I see, so this dialect is purposely very specific to AMX and cannot be applied to other 2d TPUs that share very similar intrinsics: initialize or fill, load, store, multiply and add. I have the following concerns though:

  • The passes done like the verifier is duplication work that is already done in the backend (lowering to AMX tile LLVM intrinsics). Moreover, verifying that sizes do not exceed the tile sizes is too early to happen at this level IMO. This will inhibit the compiler from performing transformations like tiling, unroll and jam to retrieve the hardware tiles sizes and perform register reuse. Hardware tile sizes imposition should really happen at the backend level after performing this kind of optimizations.
  • Instead of the data layout (4 bytes packing), it seems you are using per byte computation. In _tile_dpbf16ps it takes a pair of bf16 elements to construct the 32 bits element, so the packing factor in this case is 2. (it is 4 pairs for 8 bits int type).
  • In this work, your are lowering from vector to AMX dialect then to LLVM IR AMX tile intrinsics. What are the optimizations that we cannot do at the vector level neither at the AMX tile intrinsics (backend) that should happen at the AMX dialect level?

Thanks,
Dounia

I am not sure the verification efforts are wasted, since the error messages will be much friendlier in terms of a MLIR context compared to errors generated much later by the backend on obscure internal intrinsics. Also, note that in the context in which this work is done, loop optimizations like tiling and such are supposed to be done by the higher levels in MLIR, while progressively lowering to the vector dialect, with each rewriting bringing the implementation closer and closer to the target ISA. Generating the AMX dialect would be the last step as far as MLIR is concerned.

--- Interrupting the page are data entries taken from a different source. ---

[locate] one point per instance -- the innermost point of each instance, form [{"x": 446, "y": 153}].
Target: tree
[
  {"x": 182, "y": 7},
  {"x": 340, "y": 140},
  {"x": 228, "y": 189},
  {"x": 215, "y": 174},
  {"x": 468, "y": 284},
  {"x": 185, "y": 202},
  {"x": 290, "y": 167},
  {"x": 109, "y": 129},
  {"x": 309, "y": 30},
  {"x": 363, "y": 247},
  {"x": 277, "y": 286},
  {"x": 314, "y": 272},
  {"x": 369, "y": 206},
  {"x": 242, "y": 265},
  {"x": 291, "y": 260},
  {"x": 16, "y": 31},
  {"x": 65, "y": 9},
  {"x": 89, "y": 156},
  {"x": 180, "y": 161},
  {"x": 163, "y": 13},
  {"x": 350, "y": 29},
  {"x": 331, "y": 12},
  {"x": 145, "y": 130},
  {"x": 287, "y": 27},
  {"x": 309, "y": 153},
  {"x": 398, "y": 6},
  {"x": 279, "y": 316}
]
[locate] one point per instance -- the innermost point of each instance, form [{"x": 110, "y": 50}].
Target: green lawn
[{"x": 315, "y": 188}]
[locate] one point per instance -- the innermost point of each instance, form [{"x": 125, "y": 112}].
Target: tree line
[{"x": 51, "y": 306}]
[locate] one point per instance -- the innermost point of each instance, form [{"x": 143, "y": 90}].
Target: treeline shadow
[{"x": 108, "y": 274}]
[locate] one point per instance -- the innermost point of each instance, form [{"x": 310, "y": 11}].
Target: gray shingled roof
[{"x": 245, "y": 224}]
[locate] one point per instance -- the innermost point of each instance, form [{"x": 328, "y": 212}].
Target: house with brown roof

I agree that if the LLVM backend would do all the proper tiling and instruction selection, we would not need this HWV dialect, but could simply use our VV dialect, and rely on generic intrinsics and 2-d data types. But no such support exists today, so until that time, this dialect provides a convenient bridge to experiment with lowering strategies from MLIR into AMX (please read Nicolas’ vector dialect doc if you have not done so already, it explains this approach in detail).

I don’t understand your “it seems you are using per byte computation” remark. The MLIR operations operate on pairs of bf16 into f32 or quads of int8 into int32, just as required by AMX.